Beyond their role in hormone regulation, the nine identified SNPs are also involved in signaling pathways related to amino acid metabolism, neural development, and kidney disease. ALB consists of 585 amino acid residues, including a notable proportion of proline and glycine, which are critical for maintaining its three-dimensional structure and biological function [39]. The SNPs rs7365362 in ALDH4A1, rs2876826 in DDC, and rs4077561 in TXNRD1 are associated with metabolic pathways related to proline catabolism, glyoxylate metabolism, and glycine degradation, suggesting their potential direct involvement in ALB metabolism.
Additionally, rs2045007 in SLC4A4 has been linked to kidney disease-related pathways, particularly those associated with renal tubular acidosis caused by SLC4A4 deficiency. This finding highlights a potential connection between ALB metabolism and kidney function. SLC4A4 encodes a key bicarbonate transporter involved in acid-base balance regulation in the kidney. Since kidney disease, particularly renal tubular dysfunction, can significantly affect ALB excretion and metabolism [40], these pathways suggest that the genetic regulation of ALB levels may involve multiple physiological systems. Although the specific interactions among these pathways require further experimental validation, they provide valuable insights into the genetic mechanisms underlying ALB regulation.

5. Limitations

This study provides initial evidence that genetic variation may contribute to inter-individual differences in serum ALB levels in Chinese winter sports athletes, and it offers exploratory hypotheses for potential regulatory mechanisms. However, several limitations should be acknowledged. First, although we recruited a relatively large cohort for an athlete-based study, the sample size remains modest compared with large population-based GWAS, which may limit statistical power for detecting small-effect variants and may yield imprecise effect-size estimates. Second, the present work was conducted in a single cohort without an independent replication dataset; therefore, the suggestive associations and the estimated explained variance should be considered hypothesis-generating, and external replication in independent and ancestry-matched cohorts is required to confirm robustness and generalizability. Third, athletes were recruited from multiple winter sport disciplines, and although blood sampling was standardized (fasting, early morning, recovery-phase collection) and sport event was included as a covariate in the association models, residual sport-related heterogeneity and unmeasured training or hydration factors may still contribute to ALB variability.
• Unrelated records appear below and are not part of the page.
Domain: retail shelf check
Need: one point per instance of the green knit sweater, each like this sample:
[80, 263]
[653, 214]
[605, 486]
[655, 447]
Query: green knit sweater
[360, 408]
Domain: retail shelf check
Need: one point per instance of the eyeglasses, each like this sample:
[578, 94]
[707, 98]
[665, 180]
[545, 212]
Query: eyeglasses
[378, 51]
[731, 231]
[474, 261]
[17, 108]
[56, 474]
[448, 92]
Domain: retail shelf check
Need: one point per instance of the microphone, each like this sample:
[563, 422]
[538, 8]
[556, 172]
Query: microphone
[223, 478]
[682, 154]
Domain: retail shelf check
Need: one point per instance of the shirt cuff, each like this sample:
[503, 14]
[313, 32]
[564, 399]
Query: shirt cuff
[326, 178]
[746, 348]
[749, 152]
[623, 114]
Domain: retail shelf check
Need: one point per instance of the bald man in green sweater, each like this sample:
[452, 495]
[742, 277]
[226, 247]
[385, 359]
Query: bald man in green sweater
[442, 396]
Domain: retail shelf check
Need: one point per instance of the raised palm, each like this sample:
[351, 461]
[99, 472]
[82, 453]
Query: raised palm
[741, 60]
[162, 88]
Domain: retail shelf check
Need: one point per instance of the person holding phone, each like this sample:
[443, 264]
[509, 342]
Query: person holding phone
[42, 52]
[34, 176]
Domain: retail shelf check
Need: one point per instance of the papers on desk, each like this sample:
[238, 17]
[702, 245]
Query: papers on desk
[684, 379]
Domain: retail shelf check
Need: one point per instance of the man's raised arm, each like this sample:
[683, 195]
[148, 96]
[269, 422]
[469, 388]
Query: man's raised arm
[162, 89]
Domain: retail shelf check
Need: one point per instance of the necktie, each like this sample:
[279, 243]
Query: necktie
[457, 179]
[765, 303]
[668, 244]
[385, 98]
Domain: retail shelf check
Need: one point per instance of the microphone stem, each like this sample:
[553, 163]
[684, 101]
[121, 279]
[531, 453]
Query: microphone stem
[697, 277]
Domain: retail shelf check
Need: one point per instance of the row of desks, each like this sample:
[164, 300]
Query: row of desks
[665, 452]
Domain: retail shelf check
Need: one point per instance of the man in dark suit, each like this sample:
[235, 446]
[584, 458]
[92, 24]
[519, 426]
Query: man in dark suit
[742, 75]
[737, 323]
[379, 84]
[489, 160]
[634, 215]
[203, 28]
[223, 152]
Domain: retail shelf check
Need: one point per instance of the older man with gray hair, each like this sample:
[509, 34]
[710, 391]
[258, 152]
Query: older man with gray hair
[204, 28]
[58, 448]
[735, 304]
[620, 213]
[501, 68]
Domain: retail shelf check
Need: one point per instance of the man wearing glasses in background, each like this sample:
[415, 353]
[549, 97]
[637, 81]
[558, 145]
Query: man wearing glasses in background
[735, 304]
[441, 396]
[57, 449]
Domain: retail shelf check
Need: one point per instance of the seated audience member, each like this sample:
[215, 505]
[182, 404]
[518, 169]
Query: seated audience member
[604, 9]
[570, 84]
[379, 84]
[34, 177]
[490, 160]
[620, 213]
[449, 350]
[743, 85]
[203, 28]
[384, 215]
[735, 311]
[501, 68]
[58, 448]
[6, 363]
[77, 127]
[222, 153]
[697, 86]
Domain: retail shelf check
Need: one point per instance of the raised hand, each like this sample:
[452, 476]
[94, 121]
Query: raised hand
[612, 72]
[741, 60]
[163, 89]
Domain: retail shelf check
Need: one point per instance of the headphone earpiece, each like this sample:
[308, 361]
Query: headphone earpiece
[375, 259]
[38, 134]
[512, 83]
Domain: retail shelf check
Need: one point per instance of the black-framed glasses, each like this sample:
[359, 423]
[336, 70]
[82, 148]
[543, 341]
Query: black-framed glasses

Fourth, functional interpretation primarily relied on in silico annotation (e.g., eQTL/sQTL resources and pathway enrichment), and direct experimental validation at the cellular or physiological level was not performed. In addition, pathway enrichment results are exploratory and the reported p values are unadjusted for multiple testing; thus, these findings should be interpreted cautiously. Finally, because multi-SNP model selection and estimation of explained variance were performed in the same cohort, the in-sample R2 may be inflated due to model overfitting and winner’s curse. Consistent with this concern, internal 10-fold cross-validation showed variable out-of-sample performance, underscoring the need to interpret the explained variance conservatively and to prioritize independent replication.
Future studies should include larger samples and independent replication, incorporate designs that better capture training-related dynamics and potential sport-specific effects, and perform functional experiments (e.g., cellular assays or model systems) to elucidate causal mechanisms underlying the identified loci. These efforts will strengthen inference regarding ALB regulation and clarify the potential utility of ALB-related genetic markers in athlete monitoring.

6. Conclusions

The SNPs rs117523171, rs13383448, and rs6941748 were identified as key genetic variants associated with ALB levels in Chinese winter sports athletes. These SNPs exhibit eQTL and sQTL effects in ALB-metabolizing organs, including the liver and kidneys, and may regulate ALB levels through amino acid metabolism, hormone metabolism, and other Reactome signaling pathways.

Supplementary Materials

The following supporting information can be downloaded at: https://www.mdpi.com/article/10.3390/biology15040350/s1, Table S1: Genome-wide association results for serum albumin (ALB) levels in Chinese winter sports athletes and annotation of associated variants; Table S2: Previously Reported Serum Albumin–Related Loci from the NHGRI–EBI GWAS Catalog; Table S3: LD Summary for Lead SNPs Associated with ALB Levels in the Athlete Cohort; Table S4: Significant GTEx eQTL and sQTL results for the queried lead variants across all GTEx tissues.

Author Contributions

T.M.: Conceptualization, formal analysis, data curation, writing—original draft, funding acquisition. Y.L.: Investigation, data curation. D.B.: Investigation, data curation. X.Y.: Investigation, resources. Z.H.: Conceptualization, supervision, formal analysis, writing—review and editing, funding acquisition. All authors have read and agreed to the published version of the manuscript.

Funding

This work was supported by the Humanities and Social Sciences Research Project of the Ministry of Education of China (Grant No. 25YJCZH186); the Zhejiang “Pioneer” and “Leading Goose” R&D Program (Grant No. 2025C02044); and the National Key R&D Program of China (Grant No. 2018YFF0300402).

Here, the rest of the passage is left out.